To experiment with different timescales for different parameters, we can use separate tauinv
for each parameter. In the following example the biases change on a much faster timescale than the weights.
using MLPGradientFlow, Random
Random.seed!(14)
input = randn(2, 5_000)
teacher = TeacherNet(; layers = ((5, sigmoid2, true), (1, identity, true)),
p = params((randn(5, 2), randn(5)), (randn(1, 5), randn(1))),
input)
student = Net(; layers = ((4, sigmoid2, true), (1, identity, true)),
input, target = teacher(input))
p = random_params(student)
neti = NetI(teacher, student)
res_standard = train(neti, p; maxtime_ode = 10, maxiterations_optim = 0)
Dict{String, Any} with 17 entries:
"gnorm" => 4.3992e-15
"init" => Dict("w1"=>[0.13725 1.29647 0.0; -0.644227 0.487307 0.…
"x" => Dict("w1"=>[-0.0933173 1.18814 0.226924; -0.425007 0.5…
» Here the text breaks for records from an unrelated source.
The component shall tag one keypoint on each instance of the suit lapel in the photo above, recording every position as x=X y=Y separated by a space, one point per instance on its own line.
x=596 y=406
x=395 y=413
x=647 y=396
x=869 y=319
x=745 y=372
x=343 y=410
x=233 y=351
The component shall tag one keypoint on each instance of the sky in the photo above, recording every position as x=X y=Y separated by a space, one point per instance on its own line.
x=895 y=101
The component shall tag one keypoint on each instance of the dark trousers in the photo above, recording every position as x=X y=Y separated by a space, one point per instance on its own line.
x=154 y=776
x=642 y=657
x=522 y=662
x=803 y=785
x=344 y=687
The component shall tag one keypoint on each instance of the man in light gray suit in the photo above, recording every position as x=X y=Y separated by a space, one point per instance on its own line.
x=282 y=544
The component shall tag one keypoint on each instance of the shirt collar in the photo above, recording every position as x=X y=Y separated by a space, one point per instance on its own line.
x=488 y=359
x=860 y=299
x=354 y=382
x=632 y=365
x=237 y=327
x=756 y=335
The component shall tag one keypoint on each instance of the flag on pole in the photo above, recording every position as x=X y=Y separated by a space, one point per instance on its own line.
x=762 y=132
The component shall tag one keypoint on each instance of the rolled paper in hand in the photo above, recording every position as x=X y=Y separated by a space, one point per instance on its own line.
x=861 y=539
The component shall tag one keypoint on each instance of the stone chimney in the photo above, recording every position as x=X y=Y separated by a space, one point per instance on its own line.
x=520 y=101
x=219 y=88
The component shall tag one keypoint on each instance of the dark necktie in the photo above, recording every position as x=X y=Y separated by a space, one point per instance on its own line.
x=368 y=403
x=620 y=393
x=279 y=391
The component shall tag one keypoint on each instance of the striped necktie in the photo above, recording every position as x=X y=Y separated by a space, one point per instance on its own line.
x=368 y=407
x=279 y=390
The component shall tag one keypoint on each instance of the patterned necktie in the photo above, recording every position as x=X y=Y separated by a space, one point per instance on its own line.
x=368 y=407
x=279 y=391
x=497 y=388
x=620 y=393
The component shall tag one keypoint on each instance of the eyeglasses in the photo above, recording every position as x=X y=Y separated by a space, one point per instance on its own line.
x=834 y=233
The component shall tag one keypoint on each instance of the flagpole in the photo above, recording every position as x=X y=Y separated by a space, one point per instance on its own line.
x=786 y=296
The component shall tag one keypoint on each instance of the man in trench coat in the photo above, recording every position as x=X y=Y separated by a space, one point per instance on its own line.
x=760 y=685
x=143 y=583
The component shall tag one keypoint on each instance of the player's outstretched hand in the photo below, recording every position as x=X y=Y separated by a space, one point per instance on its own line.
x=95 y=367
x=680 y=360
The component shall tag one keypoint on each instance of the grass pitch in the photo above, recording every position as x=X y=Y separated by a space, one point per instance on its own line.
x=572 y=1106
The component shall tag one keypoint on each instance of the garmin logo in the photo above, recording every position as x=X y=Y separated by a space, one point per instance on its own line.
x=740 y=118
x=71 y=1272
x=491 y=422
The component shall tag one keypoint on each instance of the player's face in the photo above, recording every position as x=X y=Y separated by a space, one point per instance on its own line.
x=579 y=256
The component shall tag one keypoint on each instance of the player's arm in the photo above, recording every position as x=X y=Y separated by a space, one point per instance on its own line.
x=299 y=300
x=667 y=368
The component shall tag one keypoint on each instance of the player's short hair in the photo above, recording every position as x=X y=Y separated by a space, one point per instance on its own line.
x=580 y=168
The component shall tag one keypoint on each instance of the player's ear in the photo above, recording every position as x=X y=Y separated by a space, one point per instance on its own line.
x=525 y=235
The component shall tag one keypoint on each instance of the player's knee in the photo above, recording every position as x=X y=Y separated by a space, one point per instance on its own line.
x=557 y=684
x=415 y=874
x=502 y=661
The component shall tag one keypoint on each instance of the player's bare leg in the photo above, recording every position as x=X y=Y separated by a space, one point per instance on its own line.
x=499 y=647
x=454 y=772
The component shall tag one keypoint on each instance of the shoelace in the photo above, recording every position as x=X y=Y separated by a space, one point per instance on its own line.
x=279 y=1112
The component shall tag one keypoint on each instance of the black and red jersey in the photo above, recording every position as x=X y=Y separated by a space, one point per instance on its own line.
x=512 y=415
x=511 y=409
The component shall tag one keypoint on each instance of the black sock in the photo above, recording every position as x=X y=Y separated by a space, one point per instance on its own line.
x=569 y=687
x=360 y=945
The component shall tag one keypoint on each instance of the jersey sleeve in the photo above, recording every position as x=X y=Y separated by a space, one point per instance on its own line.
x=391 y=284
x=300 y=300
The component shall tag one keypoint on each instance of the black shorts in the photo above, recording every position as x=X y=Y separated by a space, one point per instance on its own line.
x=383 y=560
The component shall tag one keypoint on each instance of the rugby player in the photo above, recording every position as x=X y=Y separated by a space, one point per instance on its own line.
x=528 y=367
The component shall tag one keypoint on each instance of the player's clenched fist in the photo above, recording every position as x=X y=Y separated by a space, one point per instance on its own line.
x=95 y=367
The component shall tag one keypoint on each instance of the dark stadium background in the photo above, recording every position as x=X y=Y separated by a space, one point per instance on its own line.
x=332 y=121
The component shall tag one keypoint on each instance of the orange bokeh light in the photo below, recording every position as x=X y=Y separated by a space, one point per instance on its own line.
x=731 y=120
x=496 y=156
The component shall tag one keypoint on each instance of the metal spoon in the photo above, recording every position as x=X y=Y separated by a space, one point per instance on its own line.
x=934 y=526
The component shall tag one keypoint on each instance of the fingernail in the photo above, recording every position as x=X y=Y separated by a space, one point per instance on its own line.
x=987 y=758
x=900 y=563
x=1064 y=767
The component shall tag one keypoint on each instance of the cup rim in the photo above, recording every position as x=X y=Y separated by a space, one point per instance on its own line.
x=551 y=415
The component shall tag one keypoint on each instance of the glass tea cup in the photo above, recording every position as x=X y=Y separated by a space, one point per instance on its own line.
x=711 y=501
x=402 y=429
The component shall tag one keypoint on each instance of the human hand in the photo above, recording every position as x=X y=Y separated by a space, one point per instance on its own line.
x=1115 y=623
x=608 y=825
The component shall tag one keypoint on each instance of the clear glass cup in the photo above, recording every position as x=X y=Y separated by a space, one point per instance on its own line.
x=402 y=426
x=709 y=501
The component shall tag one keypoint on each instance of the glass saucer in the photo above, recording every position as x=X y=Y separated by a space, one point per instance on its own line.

"loss_curve" => [1.12621, 0.00147223, 2.27038e-6, 2.27038e-6, 2.27038e…
"optim_iterations" => 0
"ode_stopped_by" => "t > 1e300"
"ode_iterations" => 2707
"optim_time_run" => 0
"converged" => false
"ode_time_run" => 1.12226
"loss" => 2.27038e-6
"trajectory" => OrderedDict(0.0=>Dict("w1"=>[0.13725 1.29647 0.0; -0.6…
"ode_x" => Dict("w1"=>[-0.0933173 1.18814 0.226924; -0.425007 0.5…
"total_time" => 6.91658
"ode_loss" => 2.27038e-6
"layerspec" => ((4, "sigmoid2", true), (1, "identity", true))
"gnorm_regularized" => 4.3992e-15
tauinv = zero(p) .+ 1
tauinv.w1[:, end] .= 1e-4
tauinv.w2[:, end] .= 1e-4
res = train(neti, p; tauinv, maxtime_ode = 20, maxiterations_optim = 0)
Dict{String, Any} with 17 entries:
"gnorm" => 1.08463e-8
"init" => Dict("w1"=>[0.13725 1.29647 0.0; -0.644227 0.487307 0.…
"x" => Dict("w1"=>[-0.264197 1.17991 0.180489; 0.0029566 -0.0…
"loss_curve" => [1.12621, 1.11164, 1.10364, 1.09962, 1.09768, 1.09668,…
"optim_iterations" => 0
"ode_stopped_by" => "maxtime > 20.0s"
"ode_iterations" => 52552
"optim_time_run" => 0
"converged" => false
"ode_time_run" => 20.0001
"loss" => 0.000334693
"trajectory" => OrderedDict(0.0=>Dict("w1"=>[0.13725 1.29647 0.0; -0.6…
"ode_x" => Dict("w1"=>[-0.264197 1.17991 0.180489; 0.0029566 -0.0…
"total_time" => 22.5813
"ode_loss" => 0.000334693
"layerspec" => ((4, "sigmoid2", true), (1, "identity", true))
"gnorm_regularized" => 7.60673e-5
We see that the two dynamics converge to different solutions.